With the Coyotes Mobile-Tour having launched at the beginning of 2016 and the ball hockey rink builds are currently in progress, with the Coyotes working with local parks and recreation departments to establish the proper locations for these new 75’ x 50’ mini rinks.
The vision with these rinks is to give kids a chance to find their love for hockey before stepping foot on the ice. Through ball, or street, hockey, the Coyotes put the sport of hockey on par with other sports like baseball, football, and basketball, in that you don’t have to learn how to skate in order to play… all you need to know is how to run.
While the Little Howlers being the largest on-ice program the Coyotes run, the principal off-ice initiative the team is involved with to help the growth at the grassroots level is their Street Hockey School Visits. Since the start of the 2013 season, the Arizona Coyotes Hockey Development Team has visited over 200 schools in Arizona, from Flagstaff, down to Tucson, and seen well over 120,000 kids during that time.
During these clinics, the Coyotes take over the PE classes for the day and teach the students the basics of hockey, including properly holding the stick, stickhandling, shooting, and passing with every class ending with a game so the kids can feel like actual Coyotes players.
The Coyotes Hockey Development Team is usually booked 4-5 days a week with these visits during the hockey season and have returned to multiple schools over the years due to the popularity of the program.
The team makes sure to leave its mark on each school it visits by leaving a Coyotes banner behind and making sure Coyotes stickers are placed randomly throughout the hallways so people know the Coyotes were there.
Making sure they also cater to the current hockey community, the Coyotes offer monthly Blades on Ice Hockey Clinics run at Gila River Arena with special Coyotes players and Alumni serving as special guest coaches with Mix 96.9 morning radio personality Mathew Blades serving as the clinic host.
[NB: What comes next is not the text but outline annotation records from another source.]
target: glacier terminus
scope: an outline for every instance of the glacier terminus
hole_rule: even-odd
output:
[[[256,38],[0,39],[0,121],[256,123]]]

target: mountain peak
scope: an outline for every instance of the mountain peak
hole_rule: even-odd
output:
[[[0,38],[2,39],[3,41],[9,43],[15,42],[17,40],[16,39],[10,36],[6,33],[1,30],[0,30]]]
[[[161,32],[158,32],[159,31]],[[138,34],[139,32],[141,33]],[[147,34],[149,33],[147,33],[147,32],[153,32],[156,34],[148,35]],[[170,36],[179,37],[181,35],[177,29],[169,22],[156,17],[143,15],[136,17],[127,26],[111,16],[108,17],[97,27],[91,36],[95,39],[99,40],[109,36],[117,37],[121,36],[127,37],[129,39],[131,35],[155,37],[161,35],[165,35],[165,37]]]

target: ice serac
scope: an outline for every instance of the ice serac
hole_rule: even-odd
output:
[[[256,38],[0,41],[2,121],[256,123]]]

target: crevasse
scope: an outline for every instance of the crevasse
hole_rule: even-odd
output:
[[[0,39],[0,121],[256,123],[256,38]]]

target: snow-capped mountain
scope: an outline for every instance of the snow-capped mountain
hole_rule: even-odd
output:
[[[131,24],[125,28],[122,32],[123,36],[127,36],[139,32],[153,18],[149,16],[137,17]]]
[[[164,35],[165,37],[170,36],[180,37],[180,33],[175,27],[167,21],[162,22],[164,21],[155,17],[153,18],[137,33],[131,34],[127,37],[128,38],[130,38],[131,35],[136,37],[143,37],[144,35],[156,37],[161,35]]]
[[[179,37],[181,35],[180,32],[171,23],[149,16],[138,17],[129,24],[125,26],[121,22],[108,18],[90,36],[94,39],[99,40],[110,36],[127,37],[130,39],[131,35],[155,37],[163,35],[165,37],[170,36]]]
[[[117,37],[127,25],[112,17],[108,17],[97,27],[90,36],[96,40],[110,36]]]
These clinics are geared to current hockey players looking to improve their skills and are run by Coyotes coaches, such as John Slaney, Newell Brown, and goalie coach Jon Elkin.
Through these different avenues, the Coyotes have shown that not only are they dedicated to grow the game of hockey, but they are proud to promote and spotlight the current programs that have helped put AZ on the map in terms of success. Last season the Arizona Bobcats and Phoenix Jr Coyotes both travelled to Quebec for the International PeeWee Hockey Tournament, which is the largest tournament for that age group in the world. The Arizona Bobcats left with the Championship in the AAA division for the tournament while the Jr Coyotes took home the championship in the equally difficult BSR Tournament taking place at the same time.
USA Hockey has also noticed Arizona’s competitive teams as it awarded the state its first ever National Tournament to host in 2017 for the U14 and newly developed U15 divisions. This tournament will include the best teams from around the country at that age level competing for the National Championship, with the top Arizona U14 and U15 teams getting an automatic entry into the tournament.
With players like Auston Matthews and Lyndsey Fry already displaying their skills at a professional and international level, it’s only a matter of time before more players reach their caliber of skill and start breaking into the NHL. And with the continued partnership between the Coyotes and the Arizona Amateur Hockey Association only growing stronger, it is no longer a pipe dream to think that the state can eclipse the 10,000 player barrier before the end of the decade.